- Episode no.: Season 6 Episode 17
- Directed by: Linda Mendoza
- Written by: Ron Weiner
- Production code: 617
- Original air date: April 12, 2012

Guest appearances
- Elaine Stritch as Colleen Donaghy; Will Forte as Paul L'astname; Rachel Maddow as herself; Clarke Thorell as Russ; Mark Douglas as Ian;

Episode chronology
| ← Previous "Nothing Left to Lose" | Next → "Murphy Brown Lied To Us" |
- 30 Rock season 6

= Meet the Woggels! =

"Meet the Woggels!" is the seventeenth episode of the sixth season of the American television comedy series 30 Rock, and the 120th overall episode of the series. It was directed by Linda Mendoza, and written by Ron Weiner. The episode originally aired on NBC in the United States on April 12, 2012.

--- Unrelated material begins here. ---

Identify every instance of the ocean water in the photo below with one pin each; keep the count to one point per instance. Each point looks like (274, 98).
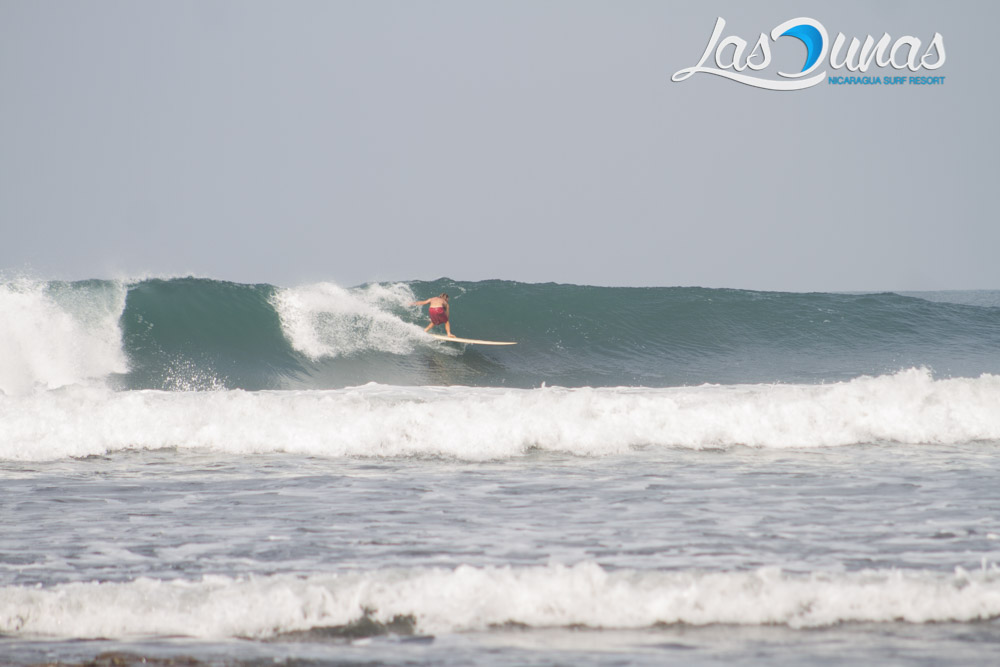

In the episode, Jack's mother becomes seriously ill, forcing him to confront his feelings for her; Jenna (Jane Krakowski) dates a member of a children's musical group; and Tracy (Tracy Morgan) laments that his son is going to attend college.

==Plot==
During the opening of his couch factory, Jack (Alec Baldwin) discovers that his mother Colleen (Elaine Stritch) has been hospitalized in New York for a heart ailment. Liz (Tina Fey) believes that the emotionally distant Colleen may be seriously ill and is trying to repair her relationship with Jack before it is too late. After much prodding from Liz, they eventually have a heartfelt conversation.

Jenna (Jane Krakowski) is attempting to do everything on her "sexual walkabout" checklist. She fulfills several items by dating a popular children's entertainer (Clarke Thorell) and "Yoko"-ing his band. She realizes that the whole enterprise is a poor substitute for her boyfriend Paul, but is crushed to learn that Paul is intimately involved with another woman and an anthropomorphic couch. She leaves heartbroken.

Tracy (Tracy Morgan) is mortified to learn that his oldest son, George Foreman, is planning to attend Stanford University. Fearful that his son has been "coddled" into becoming a nerd, he takes him around for the day to show him how Jordan men behave and induct him into his entourage. George is tempted to stay and further reconnect with Tracy, but Tracy eventually hints that he should go to college after all.

==Cultural references==
The children's band featured in the episode are called The Woggels, a reference to real-life Australian children's band The Wiggles.

==Reception==
This episode's premiere was viewed by 3.09 million people. The A.V. Club gave the episode a B+.